2° l'étranger a présenté, dans le seul but de faire échec à la décision d'éloignement, une demande de protection contre l'éloignement au titre du 9° de l'article L. 611-3 ou du 5° de l'article L.631-3 ou une demande d'asile dans les conditions prévues aux articles L. 754-1 et L. 754-3.

3° La décision d'éloignement n'a pu être exécutée en raison du défaut de délivrance des documents de voyage par le consulat dont relève l'intéressé et qu'il est établi par l'autorité administrative compétente que cette délivrance doit intervenir à bref délai.

Si le juge ordonne la prolongation de la rétention, celle-ci court à compter de l'expiration de la dernière période de rétention pour une nouvelle période d'une durée maximale de quinze jours.

Si l'une des circonstances mentionnées aux 1°, 2° ou 3° survient au cours de la prolongation exceptionnelle ordonnée en application du huitième alinéa, elle peut être renouvelée une fois, dans les mêmes conditions. La durée maximale de la rétention n'excède alors pas quatre-vingt-dix jours.

Il convient avant tout de constater que, contrairement à ce qui a été indiqué dans le dispositif de la décision déférée, il s'agit là d'une quatrième prolongation.

L'examen de la procédure fait apparaître que l'autorité administrative a accompli de multiples diligences, dès avant le placement en rétention de [V] [R], aux fins d'obtenir la délivrance d'un laissez-passer consulaire auprès des autorités consulaires marocaines.

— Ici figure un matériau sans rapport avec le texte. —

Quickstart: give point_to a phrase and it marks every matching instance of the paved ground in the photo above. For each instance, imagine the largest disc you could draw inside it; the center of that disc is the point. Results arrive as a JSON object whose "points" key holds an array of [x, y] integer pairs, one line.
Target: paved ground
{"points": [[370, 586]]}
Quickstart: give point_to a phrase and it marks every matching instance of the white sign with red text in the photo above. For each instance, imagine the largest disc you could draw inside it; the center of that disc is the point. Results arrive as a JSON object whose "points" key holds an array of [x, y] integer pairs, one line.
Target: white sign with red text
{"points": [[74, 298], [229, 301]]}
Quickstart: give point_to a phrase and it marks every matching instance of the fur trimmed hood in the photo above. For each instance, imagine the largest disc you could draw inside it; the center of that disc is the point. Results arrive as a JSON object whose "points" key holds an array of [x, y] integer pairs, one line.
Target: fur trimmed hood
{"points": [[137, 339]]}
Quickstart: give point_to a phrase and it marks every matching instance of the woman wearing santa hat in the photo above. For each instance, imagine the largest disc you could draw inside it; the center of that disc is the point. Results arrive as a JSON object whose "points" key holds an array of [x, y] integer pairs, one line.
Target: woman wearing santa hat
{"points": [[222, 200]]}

Depuis le placement en rétention de [V] [R], ces autorités consulaires ont été relancée les 5, 17, 22, 25 mai, le 6 juin, sans qu'aucune réponse ne soit apportée, si ce n'est l'exigence de soumettre [V] [R] à un examen médical, ce qui a été fait le 17 mai 20223. Plusieurs routings avaient été programmés et un nouveau routing est prévu pour le 04 juillet 2023.

Force est de constater que le préfet de la Vienne ne justifie pas, ni même n'allègue dans sa requête que les documents de voyage seront délivrés à bref délai.

Sa requête est uniquement fondée sur le fait que le 19 juin 2023, il a été soumis à [V] [R] un formulaire de demande de passeport et qu'il n'a pas consenti à effectuer cette demande, ce qui constitue une obstruction au sens de l'article L745-5. Il doit être précisé qu'il avait déjà opposé un tel refus le 8 juin.

Le refus opposé par [V] [R] de signer un imprimé de demande de délivrance d'un passeport pourrait en soi caractériser une obstruction à l'exécution d'office de la mesure d'éloignement.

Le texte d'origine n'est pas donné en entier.